CN216848070U - Storage battery test circuit without distinguishing positive electrode and negative electrode and device thereof - Google Patents

Abstract

The utility model discloses a need not to distinguish positive negative pole's battery test circuit and device thereof, including being used for connecting the detection pen-shape metre of battery just/negative pole in the circuit to and be used for showing the direct current gauge outfit of electric quantity, be provided with a diode rectifier bridge circuit among the battery test circuit, detect the pen-shape metre cross-over connection at the input of diode rectifier bridge circuit, direct current gauge outfit cross-over connection is at the output of diode rectifier bridge circuit, be provided with this test circuit who need not to distinguish positive negative pole in battery test device. The utility model discloses the beneficial technological effect who possesses is: regardless of the placement of the positive and negative meter pens, the positive electrode of the battery can be sent to the positive electrode of the direct current meter head, and the negative electrode of the battery is transmitted to the negative electrode of the direct current meter head. The automatic measurement switching function is realized, the time for distinguishing the anode and the cathode of the storage battery is reduced, and the testing efficiency is improved.

Description

Storage battery test circuit without distinguishing positive electrode and negative electrode and device thereof

Technical Field

The utility model relates to a battery test circuit and device thereof especially relate to a need not to distinguish battery test circuit and device of positive negative pole.

Background

For the mainstream lead-acid storage battery, due to the mature technology, the use safety is superior to that of other novel batteries, the use is very wide, and the lead-acid storage battery is particularly used as the last defense line for communication guarantee power supply in various communication industries. How to judge the performance of the storage battery rapidly, accurately and intuitively is a problem directly concerned by the majority of storage battery users. Various instruments for measuring storage batteries in the current market are various in variety, and the market price is from dozens of yuan to tens of thousands of yuan according to different test functions, so that the cost performance cannot be measured. But all have the same end purpose for determining the state of performance of the battery.

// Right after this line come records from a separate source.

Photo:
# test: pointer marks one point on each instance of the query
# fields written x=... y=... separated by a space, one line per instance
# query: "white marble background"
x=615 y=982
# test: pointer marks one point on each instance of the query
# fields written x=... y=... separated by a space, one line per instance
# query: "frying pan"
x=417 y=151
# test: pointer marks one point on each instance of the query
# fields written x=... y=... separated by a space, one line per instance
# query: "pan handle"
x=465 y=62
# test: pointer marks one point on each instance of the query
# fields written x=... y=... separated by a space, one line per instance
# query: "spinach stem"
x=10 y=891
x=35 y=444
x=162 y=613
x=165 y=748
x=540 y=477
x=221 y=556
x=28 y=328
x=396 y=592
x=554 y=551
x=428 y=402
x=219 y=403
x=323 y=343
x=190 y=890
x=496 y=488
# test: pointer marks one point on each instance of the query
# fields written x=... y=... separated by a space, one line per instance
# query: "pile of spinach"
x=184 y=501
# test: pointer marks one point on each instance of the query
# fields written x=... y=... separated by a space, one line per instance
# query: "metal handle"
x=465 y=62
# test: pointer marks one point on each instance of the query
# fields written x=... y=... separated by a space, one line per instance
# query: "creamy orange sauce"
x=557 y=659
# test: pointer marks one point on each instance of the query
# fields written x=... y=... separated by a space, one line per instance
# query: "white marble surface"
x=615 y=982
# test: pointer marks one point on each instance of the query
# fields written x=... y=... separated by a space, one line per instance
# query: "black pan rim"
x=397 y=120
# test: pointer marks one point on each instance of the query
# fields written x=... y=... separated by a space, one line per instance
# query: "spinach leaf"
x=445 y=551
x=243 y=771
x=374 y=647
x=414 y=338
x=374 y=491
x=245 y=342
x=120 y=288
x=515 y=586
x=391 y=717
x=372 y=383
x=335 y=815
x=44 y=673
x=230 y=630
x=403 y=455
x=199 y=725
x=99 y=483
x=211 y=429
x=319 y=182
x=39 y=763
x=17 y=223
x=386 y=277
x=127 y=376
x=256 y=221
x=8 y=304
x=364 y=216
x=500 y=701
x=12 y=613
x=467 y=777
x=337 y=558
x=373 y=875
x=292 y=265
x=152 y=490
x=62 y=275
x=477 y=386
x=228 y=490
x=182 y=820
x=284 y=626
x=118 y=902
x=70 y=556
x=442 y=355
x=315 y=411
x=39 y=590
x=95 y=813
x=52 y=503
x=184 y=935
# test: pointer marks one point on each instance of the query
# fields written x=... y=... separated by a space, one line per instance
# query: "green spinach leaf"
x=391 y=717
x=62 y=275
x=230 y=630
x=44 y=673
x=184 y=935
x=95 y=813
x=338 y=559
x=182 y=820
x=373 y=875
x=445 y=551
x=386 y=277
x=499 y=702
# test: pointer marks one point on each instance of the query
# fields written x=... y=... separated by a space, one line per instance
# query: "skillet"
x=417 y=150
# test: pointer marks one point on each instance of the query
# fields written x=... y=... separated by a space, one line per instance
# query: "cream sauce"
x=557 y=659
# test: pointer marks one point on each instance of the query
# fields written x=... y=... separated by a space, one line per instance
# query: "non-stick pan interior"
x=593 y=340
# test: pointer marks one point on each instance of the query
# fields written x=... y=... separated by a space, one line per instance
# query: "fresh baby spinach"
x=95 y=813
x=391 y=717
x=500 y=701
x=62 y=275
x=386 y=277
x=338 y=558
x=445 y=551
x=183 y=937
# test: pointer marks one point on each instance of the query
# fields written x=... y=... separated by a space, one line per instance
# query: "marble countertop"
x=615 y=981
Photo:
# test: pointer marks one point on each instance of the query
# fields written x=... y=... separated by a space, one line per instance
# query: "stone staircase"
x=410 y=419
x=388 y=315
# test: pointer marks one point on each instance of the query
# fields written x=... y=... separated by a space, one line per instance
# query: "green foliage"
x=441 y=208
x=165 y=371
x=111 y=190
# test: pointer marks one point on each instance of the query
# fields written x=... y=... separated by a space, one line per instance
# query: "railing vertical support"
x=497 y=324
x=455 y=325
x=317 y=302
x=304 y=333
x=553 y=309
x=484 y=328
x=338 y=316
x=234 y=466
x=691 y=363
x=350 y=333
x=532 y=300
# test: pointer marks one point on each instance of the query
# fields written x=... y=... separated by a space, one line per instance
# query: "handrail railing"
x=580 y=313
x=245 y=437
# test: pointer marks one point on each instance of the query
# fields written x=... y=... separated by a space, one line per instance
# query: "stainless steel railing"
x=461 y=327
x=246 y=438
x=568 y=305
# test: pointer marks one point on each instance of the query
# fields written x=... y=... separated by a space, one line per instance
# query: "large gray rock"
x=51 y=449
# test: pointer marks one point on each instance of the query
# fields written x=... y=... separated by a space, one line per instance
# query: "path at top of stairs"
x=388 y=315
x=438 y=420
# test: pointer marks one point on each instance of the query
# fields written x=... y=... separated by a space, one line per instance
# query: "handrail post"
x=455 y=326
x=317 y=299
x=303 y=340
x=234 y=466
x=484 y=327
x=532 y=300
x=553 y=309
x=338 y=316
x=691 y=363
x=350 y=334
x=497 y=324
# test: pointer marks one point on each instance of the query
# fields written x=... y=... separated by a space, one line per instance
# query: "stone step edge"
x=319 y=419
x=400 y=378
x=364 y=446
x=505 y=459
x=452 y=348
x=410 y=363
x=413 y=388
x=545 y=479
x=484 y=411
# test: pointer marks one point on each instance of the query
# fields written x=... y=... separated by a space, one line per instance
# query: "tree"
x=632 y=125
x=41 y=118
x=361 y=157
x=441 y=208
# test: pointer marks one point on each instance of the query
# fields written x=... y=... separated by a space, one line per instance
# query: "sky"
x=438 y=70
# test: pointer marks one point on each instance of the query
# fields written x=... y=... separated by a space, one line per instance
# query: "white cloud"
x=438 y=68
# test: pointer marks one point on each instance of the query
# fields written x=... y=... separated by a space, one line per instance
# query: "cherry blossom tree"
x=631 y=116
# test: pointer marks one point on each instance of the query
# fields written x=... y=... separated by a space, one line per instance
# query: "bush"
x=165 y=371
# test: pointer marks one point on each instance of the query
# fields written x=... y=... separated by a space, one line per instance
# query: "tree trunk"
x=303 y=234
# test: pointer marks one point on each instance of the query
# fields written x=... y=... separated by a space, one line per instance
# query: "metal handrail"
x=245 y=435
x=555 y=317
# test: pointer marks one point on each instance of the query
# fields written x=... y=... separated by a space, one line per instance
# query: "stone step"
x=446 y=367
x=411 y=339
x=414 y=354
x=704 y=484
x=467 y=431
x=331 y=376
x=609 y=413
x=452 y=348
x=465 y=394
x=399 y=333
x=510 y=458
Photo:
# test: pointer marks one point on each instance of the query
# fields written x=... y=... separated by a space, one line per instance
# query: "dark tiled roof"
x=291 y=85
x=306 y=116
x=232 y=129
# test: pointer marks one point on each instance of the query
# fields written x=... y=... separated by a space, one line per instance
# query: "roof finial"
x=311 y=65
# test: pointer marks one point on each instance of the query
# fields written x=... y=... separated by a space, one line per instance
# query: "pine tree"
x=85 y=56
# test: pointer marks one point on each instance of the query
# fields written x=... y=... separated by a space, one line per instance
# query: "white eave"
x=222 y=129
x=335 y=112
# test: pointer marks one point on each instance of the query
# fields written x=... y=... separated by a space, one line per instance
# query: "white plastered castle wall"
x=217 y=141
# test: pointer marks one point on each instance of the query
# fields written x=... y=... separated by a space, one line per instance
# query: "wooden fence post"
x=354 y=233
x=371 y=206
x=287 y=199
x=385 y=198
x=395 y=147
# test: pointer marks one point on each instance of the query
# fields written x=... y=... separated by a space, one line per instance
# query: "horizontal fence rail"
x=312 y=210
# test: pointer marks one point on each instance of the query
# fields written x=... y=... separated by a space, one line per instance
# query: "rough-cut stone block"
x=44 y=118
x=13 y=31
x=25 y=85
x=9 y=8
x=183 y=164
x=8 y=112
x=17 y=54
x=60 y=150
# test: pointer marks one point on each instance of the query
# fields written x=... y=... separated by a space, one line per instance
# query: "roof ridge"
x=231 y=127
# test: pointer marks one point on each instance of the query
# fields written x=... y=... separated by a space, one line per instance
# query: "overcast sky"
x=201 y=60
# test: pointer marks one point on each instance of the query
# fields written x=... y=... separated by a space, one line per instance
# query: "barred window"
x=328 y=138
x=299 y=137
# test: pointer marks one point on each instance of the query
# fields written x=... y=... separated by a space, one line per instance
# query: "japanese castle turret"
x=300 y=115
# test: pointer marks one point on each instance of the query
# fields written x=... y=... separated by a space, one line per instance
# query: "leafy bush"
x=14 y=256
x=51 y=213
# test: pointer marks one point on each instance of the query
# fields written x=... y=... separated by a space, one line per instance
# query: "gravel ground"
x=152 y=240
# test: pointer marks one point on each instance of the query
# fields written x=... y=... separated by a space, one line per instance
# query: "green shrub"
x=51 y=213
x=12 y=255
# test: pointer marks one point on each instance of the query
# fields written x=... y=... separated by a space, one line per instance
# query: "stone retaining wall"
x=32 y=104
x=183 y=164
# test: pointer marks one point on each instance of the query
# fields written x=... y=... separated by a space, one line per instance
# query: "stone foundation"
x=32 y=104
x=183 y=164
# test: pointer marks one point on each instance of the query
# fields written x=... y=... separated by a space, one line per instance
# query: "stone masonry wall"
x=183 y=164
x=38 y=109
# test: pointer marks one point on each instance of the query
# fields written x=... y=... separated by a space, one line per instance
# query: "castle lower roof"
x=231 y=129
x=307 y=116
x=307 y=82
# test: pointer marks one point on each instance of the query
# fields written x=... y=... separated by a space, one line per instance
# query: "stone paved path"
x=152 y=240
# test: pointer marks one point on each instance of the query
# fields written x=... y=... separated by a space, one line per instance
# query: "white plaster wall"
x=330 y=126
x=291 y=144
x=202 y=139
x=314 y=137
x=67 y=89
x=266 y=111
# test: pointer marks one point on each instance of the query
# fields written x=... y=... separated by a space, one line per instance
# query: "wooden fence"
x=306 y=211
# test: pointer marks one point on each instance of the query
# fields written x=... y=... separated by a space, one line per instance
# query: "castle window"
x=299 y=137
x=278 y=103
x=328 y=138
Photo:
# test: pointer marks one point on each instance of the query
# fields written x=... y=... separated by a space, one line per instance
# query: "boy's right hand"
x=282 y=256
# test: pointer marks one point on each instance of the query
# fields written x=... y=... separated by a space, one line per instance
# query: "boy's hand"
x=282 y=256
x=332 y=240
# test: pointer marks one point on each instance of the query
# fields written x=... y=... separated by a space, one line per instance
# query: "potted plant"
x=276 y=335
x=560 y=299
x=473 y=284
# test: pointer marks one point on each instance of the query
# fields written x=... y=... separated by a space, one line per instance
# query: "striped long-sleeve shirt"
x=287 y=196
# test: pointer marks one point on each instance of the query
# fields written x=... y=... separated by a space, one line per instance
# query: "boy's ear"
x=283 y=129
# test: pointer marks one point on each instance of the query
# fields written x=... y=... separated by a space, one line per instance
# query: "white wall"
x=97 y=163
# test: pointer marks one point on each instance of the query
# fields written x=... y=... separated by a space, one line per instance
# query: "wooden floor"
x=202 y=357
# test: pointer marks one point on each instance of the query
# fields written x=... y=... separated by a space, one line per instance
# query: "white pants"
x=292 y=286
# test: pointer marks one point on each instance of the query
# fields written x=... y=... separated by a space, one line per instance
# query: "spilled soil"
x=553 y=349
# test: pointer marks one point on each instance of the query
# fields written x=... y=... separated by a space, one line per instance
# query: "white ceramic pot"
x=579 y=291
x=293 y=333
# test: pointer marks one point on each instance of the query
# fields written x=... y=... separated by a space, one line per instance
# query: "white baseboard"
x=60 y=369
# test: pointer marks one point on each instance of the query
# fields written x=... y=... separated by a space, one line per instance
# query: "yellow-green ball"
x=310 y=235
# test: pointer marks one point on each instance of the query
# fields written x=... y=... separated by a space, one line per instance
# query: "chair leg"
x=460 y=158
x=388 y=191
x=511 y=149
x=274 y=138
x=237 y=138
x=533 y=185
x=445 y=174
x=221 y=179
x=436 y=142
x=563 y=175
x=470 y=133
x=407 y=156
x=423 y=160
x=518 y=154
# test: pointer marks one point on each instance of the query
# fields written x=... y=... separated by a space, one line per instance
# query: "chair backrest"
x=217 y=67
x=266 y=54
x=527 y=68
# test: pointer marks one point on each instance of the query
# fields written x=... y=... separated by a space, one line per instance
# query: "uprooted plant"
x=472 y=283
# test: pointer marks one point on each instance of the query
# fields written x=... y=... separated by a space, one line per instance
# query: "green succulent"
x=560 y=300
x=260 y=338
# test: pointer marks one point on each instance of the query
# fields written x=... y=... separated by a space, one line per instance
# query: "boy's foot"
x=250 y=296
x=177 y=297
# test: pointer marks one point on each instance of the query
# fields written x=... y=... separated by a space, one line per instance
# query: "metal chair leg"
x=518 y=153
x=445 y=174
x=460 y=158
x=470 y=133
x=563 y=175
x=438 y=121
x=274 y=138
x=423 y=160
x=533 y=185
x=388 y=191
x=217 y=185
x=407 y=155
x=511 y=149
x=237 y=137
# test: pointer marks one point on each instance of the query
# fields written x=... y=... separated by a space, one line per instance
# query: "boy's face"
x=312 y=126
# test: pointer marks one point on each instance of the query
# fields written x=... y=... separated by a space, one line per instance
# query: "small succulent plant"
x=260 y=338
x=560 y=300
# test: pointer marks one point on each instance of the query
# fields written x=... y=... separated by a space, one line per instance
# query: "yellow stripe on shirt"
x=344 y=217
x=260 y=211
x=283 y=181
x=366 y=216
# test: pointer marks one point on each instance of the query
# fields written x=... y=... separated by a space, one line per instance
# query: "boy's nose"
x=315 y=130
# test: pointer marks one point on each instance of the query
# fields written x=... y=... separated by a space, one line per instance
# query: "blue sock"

The hand-held storage battery discharge tester has the advantages of being small, exquisite, convenient and visual through repeated testing and comparison by a maintenance user. Compared with other professional instruments which are high in price and can test the internal resistance of the storage battery, the instrument is designed, the test data are used as the reference, the short-time 'training' discharge is carried out, the user can intuitively and quickly judge the performance states of the single 2V, 6V and 12V lead-acid storage batteries, and the practicability is higher.

However, the only disadvantage of the handheld storage battery electric meter in use is that the positive and negative electrodes of the storage battery must be distinguished in the measurement process, which is especially prominent for some storage battery cells with unclear polarity marks, and the prior art has no solution to the problem and cannot meet the requirements of people.

SUMMERY OF THE UTILITY MODEL

An object of the utility model is to provide a battery test circuit and device thereof, the not enough of prior art has carried out the improvement of nonpolarity test method, need not distinguish the battery positive negative pole in the test procedure, can discharge the test to battery cell at will, and the short-term judgement battery discharge capacity solves the shortcoming regret that prior art exists.

The utility model discloses a following technical scheme realizes:

a storage battery test circuit without distinguishing positive and negative electrodes comprises a detection meter pen for connecting the positive/negative electrodes of a storage battery and a direct current meter head for displaying electric quantity.

Further, the diode rectifier bridge circuit comprises a first diode, a second diode, a third diode, a fourth diode, a first resistor, a first meter pen and a second meter pen, wherein:

the negative pole of the first diode is connected with one end of the first resistor, the other end of the first resistor is connected with the positive pole of the direct current meter head, the positive pole of the first diode is connected with the negative pole of the second diode, the positive pole of the second diode is connected with the negative pole of the direct current meter head, the negative pole of the third diode is connected with one end of the first resistor, the other end of the first resistor is connected with the positive pole of the direct current meter head, the positive pole of the third diode is connected with the negative pole of the fourth diode, the positive pole of the fourth diode is connected with the negative pole of the second diode, the first meter pen is connected between the first diode and the second diode, and the second meter pen is connected between the third diode and the fourth diode.

Furthermore, a test switch and a discharge resistor are connected in series between the two meter pens of the circuit.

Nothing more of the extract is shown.